Hypothetical probability Density Function (pdf) of the external forcing (black line, left axis) plotted as a function of the return periods (T*). The chosen pdf belongs to the gamma family (shape = 1, scale = 2). Annual crop production impact functions (coloured lines, right axis) are shown for total production loss return periods: T*_MAX = 20 years (bold lines), and T*_MAX = 30 years (thin dashed lines). The impact functions for return periods smaller than T*_MAX represent three different types of crop production responses to external forcing: a) linear, b) polynomial (i.e. third power) and c) stepwise (Heaviside) in red, green and blue, respectively, representing low, moderate and high input intensities of the cropping system (m = low, mid, high). Bold dashed green lines in panel b represent the effect of adaptation that can be achieved by intensifying the inputs (green arrow), which tends to minimize the losses produced by the more common external forcings. The grey arrows represent the effects of climate change that increase the frequency of extreme events leading to total crop production loss for the different levels of input intensities.
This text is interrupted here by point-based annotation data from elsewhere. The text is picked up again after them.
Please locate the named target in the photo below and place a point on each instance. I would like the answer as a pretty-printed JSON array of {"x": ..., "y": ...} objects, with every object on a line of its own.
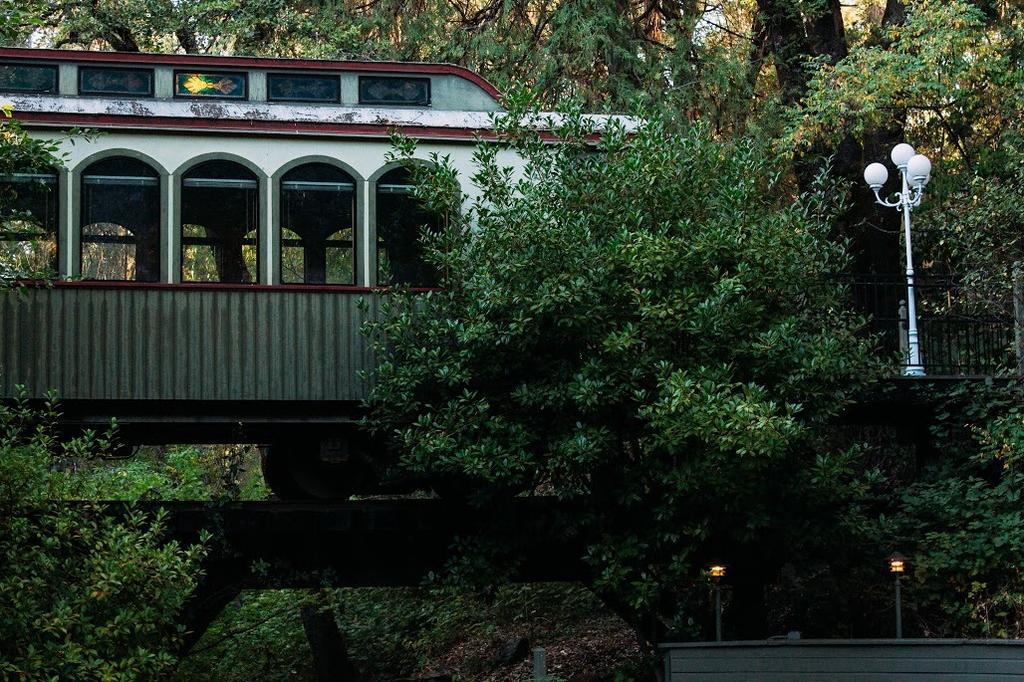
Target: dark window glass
[
  {"x": 28, "y": 78},
  {"x": 317, "y": 220},
  {"x": 393, "y": 90},
  {"x": 400, "y": 220},
  {"x": 120, "y": 226},
  {"x": 286, "y": 87},
  {"x": 96, "y": 80},
  {"x": 29, "y": 212},
  {"x": 219, "y": 223},
  {"x": 197, "y": 84}
]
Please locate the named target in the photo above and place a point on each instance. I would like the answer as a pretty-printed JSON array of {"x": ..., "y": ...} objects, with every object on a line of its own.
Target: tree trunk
[{"x": 327, "y": 645}]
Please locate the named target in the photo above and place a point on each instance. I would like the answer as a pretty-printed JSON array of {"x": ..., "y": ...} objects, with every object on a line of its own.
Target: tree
[{"x": 644, "y": 325}]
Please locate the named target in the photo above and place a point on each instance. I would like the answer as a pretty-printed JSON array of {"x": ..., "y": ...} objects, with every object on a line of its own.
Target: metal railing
[{"x": 962, "y": 333}]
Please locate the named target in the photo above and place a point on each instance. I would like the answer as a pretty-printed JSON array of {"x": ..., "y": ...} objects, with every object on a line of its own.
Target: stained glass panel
[
  {"x": 28, "y": 78},
  {"x": 224, "y": 86},
  {"x": 135, "y": 82},
  {"x": 392, "y": 90},
  {"x": 288, "y": 87}
]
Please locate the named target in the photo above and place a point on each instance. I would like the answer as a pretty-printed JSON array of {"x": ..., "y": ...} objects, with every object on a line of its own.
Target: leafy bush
[
  {"x": 83, "y": 595},
  {"x": 964, "y": 520}
]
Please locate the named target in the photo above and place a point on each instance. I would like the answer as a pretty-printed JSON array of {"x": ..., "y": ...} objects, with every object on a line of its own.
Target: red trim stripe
[
  {"x": 212, "y": 286},
  {"x": 126, "y": 58}
]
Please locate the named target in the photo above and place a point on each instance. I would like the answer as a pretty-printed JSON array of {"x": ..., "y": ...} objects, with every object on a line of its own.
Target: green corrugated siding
[{"x": 181, "y": 343}]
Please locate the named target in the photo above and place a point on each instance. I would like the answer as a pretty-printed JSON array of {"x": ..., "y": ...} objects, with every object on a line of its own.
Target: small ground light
[
  {"x": 717, "y": 571},
  {"x": 897, "y": 566}
]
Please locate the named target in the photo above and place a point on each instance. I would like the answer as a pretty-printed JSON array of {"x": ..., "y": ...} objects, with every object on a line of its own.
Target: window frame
[{"x": 80, "y": 223}]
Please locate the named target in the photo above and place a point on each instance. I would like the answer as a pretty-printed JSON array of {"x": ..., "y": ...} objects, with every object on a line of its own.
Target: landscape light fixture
[
  {"x": 717, "y": 571},
  {"x": 897, "y": 566},
  {"x": 915, "y": 171}
]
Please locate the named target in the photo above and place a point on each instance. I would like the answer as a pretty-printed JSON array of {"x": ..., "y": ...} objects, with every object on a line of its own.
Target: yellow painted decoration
[{"x": 198, "y": 84}]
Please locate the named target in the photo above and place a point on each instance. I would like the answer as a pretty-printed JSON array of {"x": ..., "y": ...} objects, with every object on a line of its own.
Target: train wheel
[{"x": 314, "y": 470}]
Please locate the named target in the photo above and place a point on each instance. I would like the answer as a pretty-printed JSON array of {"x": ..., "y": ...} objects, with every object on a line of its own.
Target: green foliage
[
  {"x": 946, "y": 76},
  {"x": 644, "y": 325},
  {"x": 259, "y": 636},
  {"x": 83, "y": 595},
  {"x": 964, "y": 521}
]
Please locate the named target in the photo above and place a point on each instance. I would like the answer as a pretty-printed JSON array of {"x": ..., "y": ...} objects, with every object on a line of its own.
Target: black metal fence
[{"x": 961, "y": 332}]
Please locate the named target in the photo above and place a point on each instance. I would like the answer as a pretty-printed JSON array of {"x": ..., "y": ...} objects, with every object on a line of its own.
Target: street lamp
[
  {"x": 897, "y": 564},
  {"x": 915, "y": 171},
  {"x": 717, "y": 572}
]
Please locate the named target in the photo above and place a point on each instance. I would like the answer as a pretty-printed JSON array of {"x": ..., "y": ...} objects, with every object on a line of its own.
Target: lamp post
[
  {"x": 915, "y": 170},
  {"x": 717, "y": 572},
  {"x": 897, "y": 564}
]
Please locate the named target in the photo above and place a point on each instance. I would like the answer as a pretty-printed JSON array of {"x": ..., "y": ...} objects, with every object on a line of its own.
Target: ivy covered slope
[
  {"x": 83, "y": 595},
  {"x": 645, "y": 325}
]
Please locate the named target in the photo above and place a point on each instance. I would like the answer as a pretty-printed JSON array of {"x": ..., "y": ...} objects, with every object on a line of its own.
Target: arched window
[
  {"x": 219, "y": 223},
  {"x": 317, "y": 222},
  {"x": 400, "y": 219},
  {"x": 29, "y": 211},
  {"x": 120, "y": 221}
]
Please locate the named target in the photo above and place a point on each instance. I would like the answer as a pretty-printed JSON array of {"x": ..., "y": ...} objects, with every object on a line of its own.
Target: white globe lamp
[
  {"x": 919, "y": 168},
  {"x": 901, "y": 154},
  {"x": 876, "y": 175}
]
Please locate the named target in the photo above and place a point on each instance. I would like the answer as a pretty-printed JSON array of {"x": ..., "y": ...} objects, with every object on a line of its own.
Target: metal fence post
[
  {"x": 1018, "y": 275},
  {"x": 904, "y": 341},
  {"x": 540, "y": 665}
]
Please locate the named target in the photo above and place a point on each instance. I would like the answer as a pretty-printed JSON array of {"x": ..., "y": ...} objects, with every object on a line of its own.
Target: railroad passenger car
[{"x": 212, "y": 238}]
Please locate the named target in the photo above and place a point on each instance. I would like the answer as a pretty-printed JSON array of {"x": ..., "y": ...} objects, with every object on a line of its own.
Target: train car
[{"x": 212, "y": 236}]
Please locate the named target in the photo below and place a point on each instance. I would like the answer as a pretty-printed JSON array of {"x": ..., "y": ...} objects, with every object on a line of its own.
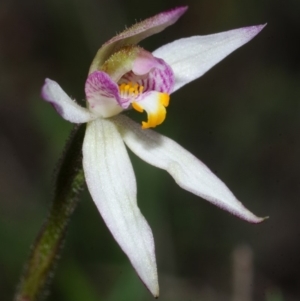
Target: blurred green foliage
[{"x": 241, "y": 119}]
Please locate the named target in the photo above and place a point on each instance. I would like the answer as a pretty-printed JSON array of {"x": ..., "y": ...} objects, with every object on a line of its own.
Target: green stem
[{"x": 46, "y": 249}]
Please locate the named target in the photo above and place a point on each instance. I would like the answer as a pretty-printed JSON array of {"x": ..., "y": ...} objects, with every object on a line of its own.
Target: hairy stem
[{"x": 47, "y": 247}]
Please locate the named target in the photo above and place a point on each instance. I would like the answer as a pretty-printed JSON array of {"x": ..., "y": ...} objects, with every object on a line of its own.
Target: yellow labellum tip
[{"x": 137, "y": 107}]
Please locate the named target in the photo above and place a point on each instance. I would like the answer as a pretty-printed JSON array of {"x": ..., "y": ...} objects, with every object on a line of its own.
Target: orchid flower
[{"x": 124, "y": 76}]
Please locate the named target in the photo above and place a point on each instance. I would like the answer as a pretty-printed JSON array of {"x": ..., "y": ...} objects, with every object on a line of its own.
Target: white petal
[
  {"x": 111, "y": 182},
  {"x": 63, "y": 104},
  {"x": 188, "y": 172},
  {"x": 191, "y": 57}
]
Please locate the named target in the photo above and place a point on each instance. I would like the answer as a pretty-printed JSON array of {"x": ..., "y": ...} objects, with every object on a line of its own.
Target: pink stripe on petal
[{"x": 102, "y": 94}]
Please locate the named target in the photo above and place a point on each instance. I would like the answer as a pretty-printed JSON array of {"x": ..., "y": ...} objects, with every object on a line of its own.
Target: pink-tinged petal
[
  {"x": 160, "y": 79},
  {"x": 188, "y": 172},
  {"x": 63, "y": 104},
  {"x": 102, "y": 94},
  {"x": 191, "y": 57},
  {"x": 112, "y": 185},
  {"x": 136, "y": 33}
]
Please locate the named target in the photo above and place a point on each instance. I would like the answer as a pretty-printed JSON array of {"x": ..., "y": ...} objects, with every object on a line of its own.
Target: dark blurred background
[{"x": 241, "y": 119}]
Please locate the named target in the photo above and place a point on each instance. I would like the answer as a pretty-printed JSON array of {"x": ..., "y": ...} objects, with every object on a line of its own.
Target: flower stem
[{"x": 47, "y": 247}]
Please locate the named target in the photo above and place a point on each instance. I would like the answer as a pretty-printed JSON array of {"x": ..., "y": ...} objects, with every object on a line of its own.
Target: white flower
[{"x": 124, "y": 76}]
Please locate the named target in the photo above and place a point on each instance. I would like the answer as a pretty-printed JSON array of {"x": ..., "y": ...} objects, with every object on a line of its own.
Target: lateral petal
[
  {"x": 111, "y": 183},
  {"x": 191, "y": 57},
  {"x": 63, "y": 104},
  {"x": 188, "y": 172}
]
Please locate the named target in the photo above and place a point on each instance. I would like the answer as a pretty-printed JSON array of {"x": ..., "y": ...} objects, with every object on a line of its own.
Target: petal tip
[
  {"x": 259, "y": 220},
  {"x": 254, "y": 30}
]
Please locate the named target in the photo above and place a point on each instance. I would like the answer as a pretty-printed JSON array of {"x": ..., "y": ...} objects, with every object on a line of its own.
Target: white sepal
[
  {"x": 191, "y": 57},
  {"x": 112, "y": 185},
  {"x": 188, "y": 172},
  {"x": 63, "y": 104}
]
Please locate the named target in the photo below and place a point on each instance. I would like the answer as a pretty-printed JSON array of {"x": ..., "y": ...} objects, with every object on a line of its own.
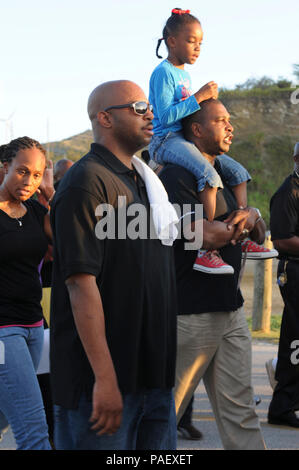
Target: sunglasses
[{"x": 139, "y": 107}]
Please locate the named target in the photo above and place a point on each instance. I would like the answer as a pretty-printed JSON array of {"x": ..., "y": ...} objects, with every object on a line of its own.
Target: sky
[{"x": 54, "y": 53}]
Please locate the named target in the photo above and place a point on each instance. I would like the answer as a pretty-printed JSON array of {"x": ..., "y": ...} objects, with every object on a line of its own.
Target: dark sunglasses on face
[{"x": 139, "y": 107}]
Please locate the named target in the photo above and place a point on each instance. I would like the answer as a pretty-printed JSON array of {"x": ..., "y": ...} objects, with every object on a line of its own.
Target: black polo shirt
[
  {"x": 199, "y": 292},
  {"x": 284, "y": 211},
  {"x": 136, "y": 280}
]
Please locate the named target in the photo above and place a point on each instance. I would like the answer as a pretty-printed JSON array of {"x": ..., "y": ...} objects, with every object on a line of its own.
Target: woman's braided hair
[
  {"x": 9, "y": 151},
  {"x": 178, "y": 19}
]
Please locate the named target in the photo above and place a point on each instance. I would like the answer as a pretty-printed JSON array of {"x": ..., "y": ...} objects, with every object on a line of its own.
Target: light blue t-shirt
[{"x": 171, "y": 96}]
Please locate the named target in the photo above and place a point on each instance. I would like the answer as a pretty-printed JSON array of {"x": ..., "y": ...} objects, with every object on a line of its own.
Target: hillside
[{"x": 266, "y": 127}]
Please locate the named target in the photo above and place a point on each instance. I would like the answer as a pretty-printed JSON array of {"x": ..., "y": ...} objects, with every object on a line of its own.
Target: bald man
[{"x": 113, "y": 317}]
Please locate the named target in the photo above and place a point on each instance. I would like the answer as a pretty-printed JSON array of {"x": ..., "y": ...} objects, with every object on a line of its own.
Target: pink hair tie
[{"x": 176, "y": 11}]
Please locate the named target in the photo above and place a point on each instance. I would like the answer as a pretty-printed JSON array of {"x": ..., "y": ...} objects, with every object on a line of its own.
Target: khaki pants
[{"x": 217, "y": 347}]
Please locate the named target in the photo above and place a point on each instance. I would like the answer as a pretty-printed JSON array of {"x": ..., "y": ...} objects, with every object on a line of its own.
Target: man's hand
[
  {"x": 209, "y": 90},
  {"x": 107, "y": 407}
]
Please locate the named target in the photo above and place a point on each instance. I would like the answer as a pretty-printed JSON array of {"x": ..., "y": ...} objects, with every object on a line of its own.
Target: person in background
[
  {"x": 284, "y": 226},
  {"x": 172, "y": 100},
  {"x": 43, "y": 371},
  {"x": 60, "y": 168},
  {"x": 214, "y": 342}
]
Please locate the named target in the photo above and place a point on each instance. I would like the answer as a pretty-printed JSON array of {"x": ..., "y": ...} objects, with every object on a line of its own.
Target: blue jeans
[
  {"x": 174, "y": 148},
  {"x": 148, "y": 423},
  {"x": 20, "y": 396}
]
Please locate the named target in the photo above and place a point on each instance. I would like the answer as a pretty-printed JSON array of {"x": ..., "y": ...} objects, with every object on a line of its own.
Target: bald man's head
[{"x": 110, "y": 94}]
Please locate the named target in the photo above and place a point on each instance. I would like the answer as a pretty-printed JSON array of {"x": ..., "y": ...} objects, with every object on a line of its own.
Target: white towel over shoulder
[{"x": 164, "y": 214}]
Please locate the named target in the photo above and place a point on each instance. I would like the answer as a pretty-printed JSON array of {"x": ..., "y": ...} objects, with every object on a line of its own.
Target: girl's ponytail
[{"x": 178, "y": 19}]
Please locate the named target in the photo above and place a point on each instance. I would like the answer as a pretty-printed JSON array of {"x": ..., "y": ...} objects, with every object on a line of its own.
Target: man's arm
[{"x": 88, "y": 314}]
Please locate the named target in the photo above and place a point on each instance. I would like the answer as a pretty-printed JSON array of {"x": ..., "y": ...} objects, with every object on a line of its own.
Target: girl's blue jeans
[
  {"x": 20, "y": 396},
  {"x": 174, "y": 148}
]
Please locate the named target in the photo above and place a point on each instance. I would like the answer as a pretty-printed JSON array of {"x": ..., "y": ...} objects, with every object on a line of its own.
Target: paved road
[{"x": 276, "y": 437}]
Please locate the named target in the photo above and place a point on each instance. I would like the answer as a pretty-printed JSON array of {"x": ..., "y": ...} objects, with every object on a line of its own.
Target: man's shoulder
[
  {"x": 172, "y": 171},
  {"x": 289, "y": 187}
]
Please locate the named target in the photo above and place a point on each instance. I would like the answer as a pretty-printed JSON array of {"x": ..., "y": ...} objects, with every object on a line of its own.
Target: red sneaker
[
  {"x": 211, "y": 262},
  {"x": 255, "y": 251}
]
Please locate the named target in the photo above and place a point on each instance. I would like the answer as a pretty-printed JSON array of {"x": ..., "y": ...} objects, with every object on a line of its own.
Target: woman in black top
[{"x": 24, "y": 236}]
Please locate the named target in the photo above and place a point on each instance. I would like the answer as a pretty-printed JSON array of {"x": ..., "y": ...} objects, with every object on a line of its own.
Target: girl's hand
[{"x": 209, "y": 90}]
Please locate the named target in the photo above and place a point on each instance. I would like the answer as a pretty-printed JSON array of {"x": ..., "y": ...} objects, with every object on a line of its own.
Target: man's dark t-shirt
[
  {"x": 199, "y": 292},
  {"x": 136, "y": 280},
  {"x": 284, "y": 211}
]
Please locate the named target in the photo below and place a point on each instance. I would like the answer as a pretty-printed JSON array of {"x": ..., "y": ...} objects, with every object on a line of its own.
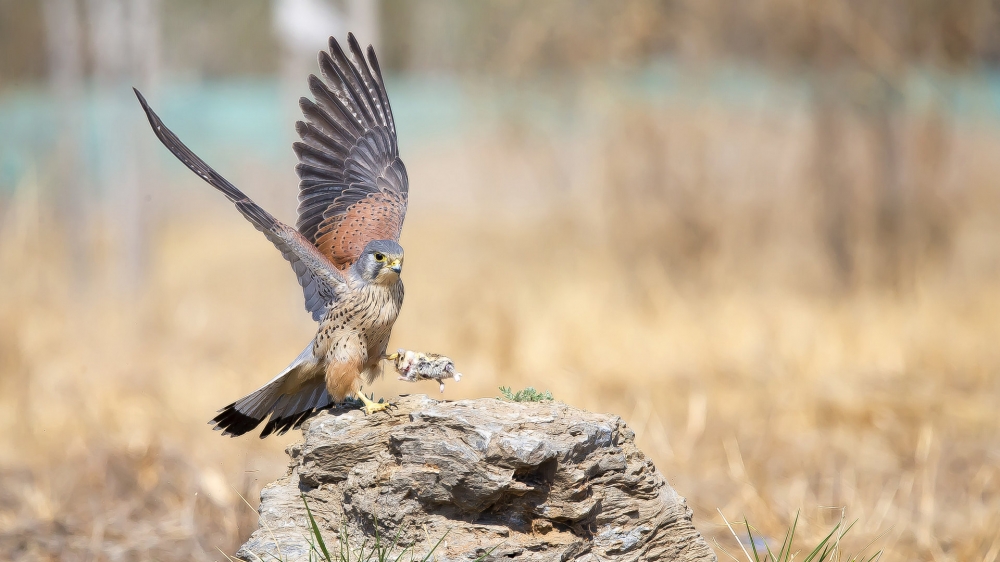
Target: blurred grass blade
[{"x": 316, "y": 533}]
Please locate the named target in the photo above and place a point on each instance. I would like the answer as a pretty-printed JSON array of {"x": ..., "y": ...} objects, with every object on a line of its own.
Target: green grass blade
[
  {"x": 315, "y": 530},
  {"x": 753, "y": 546},
  {"x": 437, "y": 544}
]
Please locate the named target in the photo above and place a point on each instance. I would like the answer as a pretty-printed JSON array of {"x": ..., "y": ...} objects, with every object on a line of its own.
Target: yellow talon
[{"x": 372, "y": 407}]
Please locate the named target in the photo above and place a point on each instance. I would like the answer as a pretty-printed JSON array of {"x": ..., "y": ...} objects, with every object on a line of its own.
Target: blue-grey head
[{"x": 381, "y": 262}]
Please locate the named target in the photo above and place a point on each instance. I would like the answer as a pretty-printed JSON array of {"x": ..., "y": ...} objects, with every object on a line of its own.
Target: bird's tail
[{"x": 286, "y": 408}]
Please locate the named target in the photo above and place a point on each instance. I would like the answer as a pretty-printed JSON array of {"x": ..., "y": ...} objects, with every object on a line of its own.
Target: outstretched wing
[
  {"x": 353, "y": 185},
  {"x": 318, "y": 278}
]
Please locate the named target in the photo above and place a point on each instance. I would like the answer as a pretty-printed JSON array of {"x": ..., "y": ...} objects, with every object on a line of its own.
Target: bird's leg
[{"x": 372, "y": 407}]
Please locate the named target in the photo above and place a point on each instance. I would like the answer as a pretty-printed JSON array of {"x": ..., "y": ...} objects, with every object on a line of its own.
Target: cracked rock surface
[{"x": 531, "y": 481}]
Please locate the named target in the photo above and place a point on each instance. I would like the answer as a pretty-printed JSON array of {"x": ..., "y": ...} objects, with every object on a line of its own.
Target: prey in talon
[{"x": 414, "y": 366}]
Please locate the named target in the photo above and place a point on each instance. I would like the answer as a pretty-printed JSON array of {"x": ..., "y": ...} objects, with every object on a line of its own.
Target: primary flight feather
[{"x": 344, "y": 249}]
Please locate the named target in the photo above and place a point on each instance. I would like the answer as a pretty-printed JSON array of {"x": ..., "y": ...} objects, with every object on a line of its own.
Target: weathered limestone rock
[{"x": 537, "y": 481}]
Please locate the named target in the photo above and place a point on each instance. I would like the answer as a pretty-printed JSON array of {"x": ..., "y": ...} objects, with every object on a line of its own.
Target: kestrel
[{"x": 344, "y": 249}]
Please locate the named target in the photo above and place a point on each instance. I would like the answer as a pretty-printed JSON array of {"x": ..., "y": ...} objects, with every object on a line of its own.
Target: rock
[{"x": 532, "y": 481}]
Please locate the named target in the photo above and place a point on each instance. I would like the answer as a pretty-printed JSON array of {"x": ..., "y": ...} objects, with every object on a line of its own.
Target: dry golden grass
[{"x": 675, "y": 279}]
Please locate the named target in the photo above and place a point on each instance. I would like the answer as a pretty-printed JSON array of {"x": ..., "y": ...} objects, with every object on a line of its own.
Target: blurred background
[{"x": 766, "y": 233}]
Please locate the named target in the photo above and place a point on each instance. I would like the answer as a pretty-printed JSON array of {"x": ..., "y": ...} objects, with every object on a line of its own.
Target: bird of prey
[{"x": 344, "y": 248}]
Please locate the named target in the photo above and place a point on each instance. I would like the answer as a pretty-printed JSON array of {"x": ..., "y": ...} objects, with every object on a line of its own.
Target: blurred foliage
[{"x": 524, "y": 38}]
Annual crop production time series can be also simulated accounting for cropping systems where the impacts of the external forcing persist for longer than one season, which could happen in real agricultural systems because of socio-economic processes such as, for instance, reduced investment capacity after a ‘bad’. This case can be simulated in our simplified framework using the same impact functions as described above, but summing to the loss of year j, for instance, half of the loss of the previous year (j-1):

$$\mathrm{D}\prime {}_{\mathrm{m},\mathrm{j}}={\mathrm{D}}_{\mathrm{m},\mathrm{j}}+{\mathrm{D}}_{\mathrm{m},\mathrm{j}-1}/2$$ (14)

Different impacts and longer timescales could be considered as well.

2.2.2. Real world data: the agricultural commodities production system in France

We provide an example of application of the proposed crop production resilience indicator for heterogeneous and non-stationary crop production systems. We focus on France and we use FAOSTAT data (http://www.fao.org/faostat/) and AGRESTE data (agreste.agriculture.gouv.fr/) available at the country level (NUTS-0) and at the departments level (NUTS-3), respectively.

The main crops considered in the FAOSTAT and AGRESTE data sets are wheat, maize, barley, rapeseed, sugar beet, sunflower seed, potatoes, triticale and oats. In the AGRESTE dataset, wheat is separated between soft and durum. Soft wheat, durum wheat and barley are further distinguished between winter and spring varieties.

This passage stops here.